To jednak jeszcze nie koniec walki o Park Chomicza. Spółdzielnia spodziewa się, że byli właściciele będą zaskarżać decyzję do sądów administracyjnych. "Mamy nadzieję, że potwierdzą one decyzję wojewody" - przekazała WSBM Chomiczówka.

"Sporny teren kilkadziesiąt lat temu został wywłaszczony ze względu na plany budowy osiedla Chomiczówka. Osiedle powstało, ale działka obejmująca dzisiejszy park nie została zabudowana. Według spadkobierców byłych właścicieli, skoro działki nie zabudowano, to należy ją zwrócić. Z tym twierdzeniem nie zgodził się Włodzimierz Piątkowski - zastępca burmistrza dzielnicy Bielany oraz Spółdzielnia WSBM Chomiczówka" - przypomniał na Facebooku Grzegorz Pietruczuk, burmistrz Bielan.

"W odwołaniach złożonych w styczniu 2021 wykazali, że cel wywłaszczenia został zrealizowany. Tereny rekreacyjne obecnego Parku Chomicza były częścią planu realizacyjnego Kolonii nr 1 i nr 2 osiedla Chomiczówka pochodzącego z lat 70. W odwołaniu podkreślono, że w ramach planowanych ówcześnie kompleksów mieszkaniowych uwzględniano również potrzeby socjalne ich mieszkańców, czyli pozostawienia przestrzeni wolnych od zabudowy. Argumenty uwzględnił wojewoda mazowiecki, wydając decyzję odmawiającą zwrotu" - czytamy we wpisie.

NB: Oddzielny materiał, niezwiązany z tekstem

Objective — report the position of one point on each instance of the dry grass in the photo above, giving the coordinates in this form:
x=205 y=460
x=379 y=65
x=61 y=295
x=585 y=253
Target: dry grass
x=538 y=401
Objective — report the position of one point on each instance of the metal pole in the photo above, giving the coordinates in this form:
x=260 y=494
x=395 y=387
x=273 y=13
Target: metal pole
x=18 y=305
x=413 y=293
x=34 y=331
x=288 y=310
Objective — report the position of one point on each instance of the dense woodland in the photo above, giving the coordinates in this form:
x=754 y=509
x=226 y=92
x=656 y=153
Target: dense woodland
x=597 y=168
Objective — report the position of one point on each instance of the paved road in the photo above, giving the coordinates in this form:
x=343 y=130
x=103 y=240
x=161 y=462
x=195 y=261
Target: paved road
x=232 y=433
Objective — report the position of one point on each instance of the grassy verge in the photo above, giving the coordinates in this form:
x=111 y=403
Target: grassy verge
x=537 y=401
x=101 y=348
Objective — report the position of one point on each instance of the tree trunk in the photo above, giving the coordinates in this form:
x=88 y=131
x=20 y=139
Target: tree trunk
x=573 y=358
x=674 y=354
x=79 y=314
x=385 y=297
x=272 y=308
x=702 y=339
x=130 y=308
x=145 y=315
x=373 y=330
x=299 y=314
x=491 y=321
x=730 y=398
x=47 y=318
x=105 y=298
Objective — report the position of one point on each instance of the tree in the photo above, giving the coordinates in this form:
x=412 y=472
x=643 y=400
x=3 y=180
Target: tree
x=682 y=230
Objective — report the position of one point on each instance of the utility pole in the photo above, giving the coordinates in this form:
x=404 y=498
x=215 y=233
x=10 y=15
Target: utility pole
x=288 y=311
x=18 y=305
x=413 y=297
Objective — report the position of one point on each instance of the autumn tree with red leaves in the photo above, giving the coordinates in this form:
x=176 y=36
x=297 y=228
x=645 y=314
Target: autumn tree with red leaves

Radości z decyzji wojewody nie ukrywa też bielański radny Krystian Lisiak, który aktywnie włączył się w obronę Parku Chomicza. - To przełom w sprawie - powiedział PAP radny. - Ten teren zawsze był rekreacyjny, choć starosta uważał, że powinien zostać zabudowany. Chciałbym podziękować mieszkańcom, którzy odpowiedzieli na mój apel i przysyłali zdjęcia dokumentujące, że ten teren służył mieszkańcom do odpoczynku. To na pewno też pomogło - podkreślił Lisiak.

O parku i jego patronie

Park Bolesława Chomicza leży w pobliżu al. Reymonta i ul. Conrada. W 2011 roku o nadanie mu patrona wystąpił Związek Ochotniczych Straży Pożarnych RP.

Bolesław Chomicz był jednym z twórców polskiego pożarnictwa ochotniczego. Od 1922 roku był prezesem Głównego Związku Straży Pożarnych RP. W czasie II Wojny Światowej był prezesem konspiracyjnego Związku Straży Pożarnych. We wrześniu 1939 roku został ranny podczas obrony Warszawy. W czasie okupacji współtworzył Strażacki Ruch Oporu „Skała”, organizował też pomoc dla walczącego getta.

Od nazwiska jego rodziny, która od początku XX wieku miała na terenie dawnego folwarku Wawrzyszew dom oraz magazyny rodzinnej firmy zajmującej się hodowlą nasion, okolicę zaczęto nazywać Chomiczówką.